- IATA: none; ICAO: none;

Summary
- Airport type: Privately owned for Public use
- Operator: Karaikal Airport Private Limited
- Location: Karaikal, Puducherry, India
- Coordinates: 10°58′43″N 79°47′53″E﻿ / ﻿10.97861°N 79.79806°E

Map
- Karaikal Airport Location of the airport in India

Runways
| Direction | Length |  | Surface |
| ft | m |
| 09/27 | 4,000 | 1,250 |  |

= Karaikal Airport =

Airport under construction in Karaikal, Puducherry, India

Karaikal Airport is a greenfield airport projected nearby the town of Karaikal, in the union territory of Puducherry, India.
The District Administration of Karaikal had acquired around 300 acres of land in 2013 near Nedungadu and handed over to Coimbatore based Super Airport Infrastructure Private Limited to build the airport.
By August 2019, since no progress had been made in executing the project and since the licence issued to the company had expired, the district administration decided to engage CIAL, the operators of Cochin International Airport to advise it on carrying the airport project forward.

==History==
Karaikal was touted to become the first airport in the country to be built entirely with private capital. The Air Traffic Control, however, was to be operated by the Airports Authority of India (AAI). To date, the city relies on Tiruchirappalli International Airport – which serves the Cauvery delta region, including Karaikal – and on Madras International Airport, particularly for long-haul flights.

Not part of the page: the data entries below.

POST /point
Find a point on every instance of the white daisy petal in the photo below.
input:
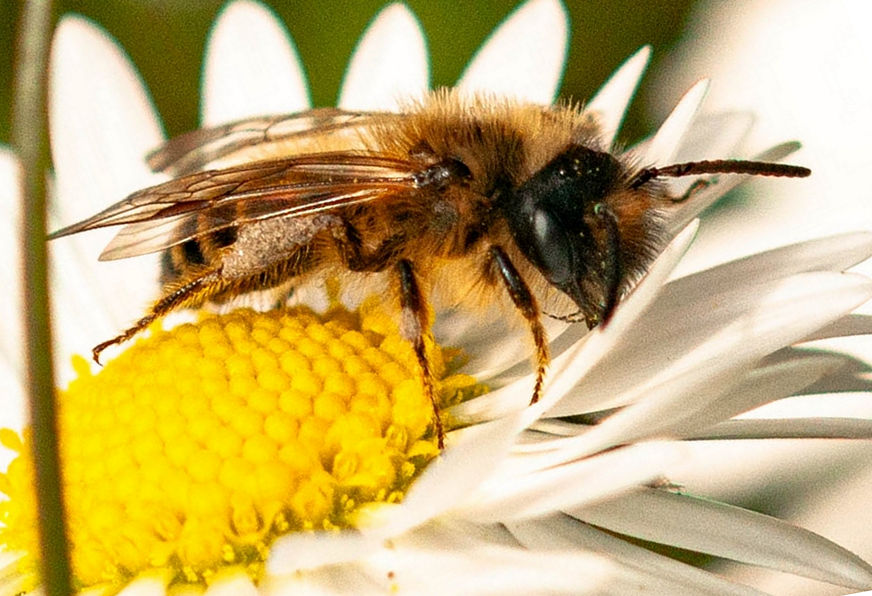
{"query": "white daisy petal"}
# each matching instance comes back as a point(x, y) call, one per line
point(853, 324)
point(252, 67)
point(726, 531)
point(610, 103)
point(562, 531)
point(389, 65)
point(503, 570)
point(102, 124)
point(761, 386)
point(790, 428)
point(779, 315)
point(524, 57)
point(306, 551)
point(101, 120)
point(666, 141)
point(12, 339)
point(709, 195)
point(472, 455)
point(714, 136)
point(706, 301)
point(540, 493)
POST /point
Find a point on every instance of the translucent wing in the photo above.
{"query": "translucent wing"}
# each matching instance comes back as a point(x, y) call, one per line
point(197, 204)
point(194, 150)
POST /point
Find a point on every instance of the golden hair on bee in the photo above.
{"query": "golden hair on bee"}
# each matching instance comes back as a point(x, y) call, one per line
point(470, 200)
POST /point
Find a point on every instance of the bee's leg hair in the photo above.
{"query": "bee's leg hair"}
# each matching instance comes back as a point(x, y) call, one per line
point(351, 249)
point(192, 292)
point(414, 325)
point(526, 303)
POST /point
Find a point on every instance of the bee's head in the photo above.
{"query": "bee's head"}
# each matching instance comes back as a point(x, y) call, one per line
point(562, 222)
point(588, 225)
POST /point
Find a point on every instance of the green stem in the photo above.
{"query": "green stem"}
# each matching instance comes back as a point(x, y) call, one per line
point(29, 125)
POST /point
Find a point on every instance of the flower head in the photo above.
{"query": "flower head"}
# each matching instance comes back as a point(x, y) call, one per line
point(523, 499)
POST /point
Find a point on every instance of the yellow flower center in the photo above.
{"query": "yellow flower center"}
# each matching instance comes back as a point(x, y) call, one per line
point(195, 448)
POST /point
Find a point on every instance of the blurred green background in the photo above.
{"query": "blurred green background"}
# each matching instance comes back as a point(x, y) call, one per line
point(166, 38)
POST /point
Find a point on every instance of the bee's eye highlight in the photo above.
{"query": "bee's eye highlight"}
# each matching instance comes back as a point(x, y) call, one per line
point(553, 248)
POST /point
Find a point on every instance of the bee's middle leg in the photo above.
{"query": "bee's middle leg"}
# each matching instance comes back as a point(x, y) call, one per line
point(191, 292)
point(525, 302)
point(414, 325)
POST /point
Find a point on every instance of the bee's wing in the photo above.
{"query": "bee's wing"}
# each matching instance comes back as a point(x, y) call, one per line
point(197, 204)
point(192, 151)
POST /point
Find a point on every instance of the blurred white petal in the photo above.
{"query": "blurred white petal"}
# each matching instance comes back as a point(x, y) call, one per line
point(727, 531)
point(389, 65)
point(660, 150)
point(665, 575)
point(611, 102)
point(252, 67)
point(524, 57)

The greenfield project, proposed with 100% private ownership for public use, received in-principle clearance from the Ministry of Civil Aviation in February 2011. Construction work was scheduled to commence in May 2013. However, the project became dormant because the promoters could not raise the minimum of ₹ 100 crores required to begin construction of the runway.
The airport project site, spread across 562 acres, was to be developed by Karaikal Airport Private Limited, a subsidiary of Coimbatore based Super Airport Infrastructure Private Limited (SAPL). The first phase of construction initially envisaged the construction of an 1,800-metre runway and a terminal building capable of handling 250 passengers during peak hours at an expense of ₹ 60 crore. The airport was expected to handle airliners like the Boeing 737. Citing delays in land acquisition, the company decided to build a shorter 1,250 metre long runway in the first phase, suitable for the operation of 30 seater aircraft The company had planned to expand the airport after five years, extending the runway to 2,600 metres and increasing terminal building capacity to 500 passengers per hour. A further expansion planned ten years down the line would envisage a 3,500-metre runway and a passenger capacity of 1,000 per hour.
SAPL claimed that construction is would be completed before June 2018, but August 2019, since no progress had been made in executing the project and the licence issued to the company expired, the district administration decided to engage CIAL, the operators of Cochin International Airport to advise it on carrying the airport project forward.